Ensuite, TMI a provoqué une remise en question de la gestion des accidents. Avant TMI, les opérateurs étaient censés comprendre ce qu’il se passait dans le réacteur et agir en conséquence. Comprendre et agir, voilà qui peut sembler frappé sous le sceau du bon sens, mais l’accident de TMI a mis en lumière l’effroyable complexité du fonctionnement d’un réacteur nucléaire en cas d’accident, avec ses multiples phénomènes couplés, où tout peut avoir un impact sur tout, et parfois de manière contre-intuitive. Suite à TMI, le paradigme a changé. On a pris acte du fait que les opérateurs, aussi compétents soient-ils, avaient de grandes chances de ne pas être capables de comprendre ce qu’il se passe en situation accidentelle. Cette acceptation de la défaite de l’intelligence humaine peut sembler terrifiante – on ne demande plus aux opérateurs d’une centrale nucléaire de comprendre ce qu’il se passe dans le réacteur – mais c’est en réalité une forme de progrès. Car il faut bien comprendre que, premièrement, les opérateurs restent extrêmement compétents et comprennent encore parfaitement le fonctionnement du réacteur en temps normal : ce n’est qu’en fonctionnement accidentel qu’on suppose qu’ils pourraient ne plus le comprendre. Ensuite, cette approche est logique et pragmatique, car il vaut mieux savoir qu’on n’a pas de certitudes plutôt que d’agir aveuglé par ces mêmes certitudes. Enfin, on ne demande pas aux opérateurs de ne rien faire en cas d’accident. On leur demande juste d’agir autrement. Auparavant, ils étaient censés comprendre absolument tout ce qu’il se passait et agir en conséquence. Ils avaient des check-lists pour tout. En réalité, étant donné qu’il est impossible de tout prévoir, il y avait forcément des situations pour lesquelles il n’y avait tout simplement pas de check-list. Aujourd’hui, on demande aux opérateurs de réagir de manière plus générale, non pas en fonction d’une configuration parfaitement précise du réacteur, mais en fonction de paramètres plus généraux, comme la pression, la température ou les niveaux d’eau. Cette méthode est appelée APE, pour « Approche Par État ». Cette philosophie est plus générale et permet une gestion plus pragmatique et plus efficace d’un accident majeur, moins susceptible d’enfermer les opérateurs dans une check-list qui ne serait pas la bonne et qui pourrait mener à des décisions contre-productives.

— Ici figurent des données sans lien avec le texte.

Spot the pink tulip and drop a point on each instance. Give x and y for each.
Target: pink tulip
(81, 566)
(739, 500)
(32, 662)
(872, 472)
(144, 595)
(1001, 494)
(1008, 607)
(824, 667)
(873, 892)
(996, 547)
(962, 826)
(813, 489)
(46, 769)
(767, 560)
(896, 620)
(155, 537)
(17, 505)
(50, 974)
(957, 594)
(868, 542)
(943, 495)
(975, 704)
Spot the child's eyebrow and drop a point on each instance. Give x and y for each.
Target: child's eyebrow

Mais tout le monde n’a pas réagi.

En France et dans une grande partie du monde, on a appris de TMI.

Pas en Russie.

Pas dans les arcanes du Parti.

De nombreux ingénieurs soviétiques pragmatiques ont paniqué en prenant connaissance de TMI. Ils avaient compris qu’un réacteur pouvait exploser, et ils avaient compris qu’en Russie et dans le reste de l’URSS, avec une culture de sûreté défaillante – et des réacteurs non munis d’enceintes de confinement en béton armé – l’apocalypse était là, toute proche, à portée d’une barre de contrôle mal gérée.

Certains ont donné l’alerte.

Ils n’ont pas été écoutés.

Et, un matin d’avril 1986, ce qui devait arriver arriva.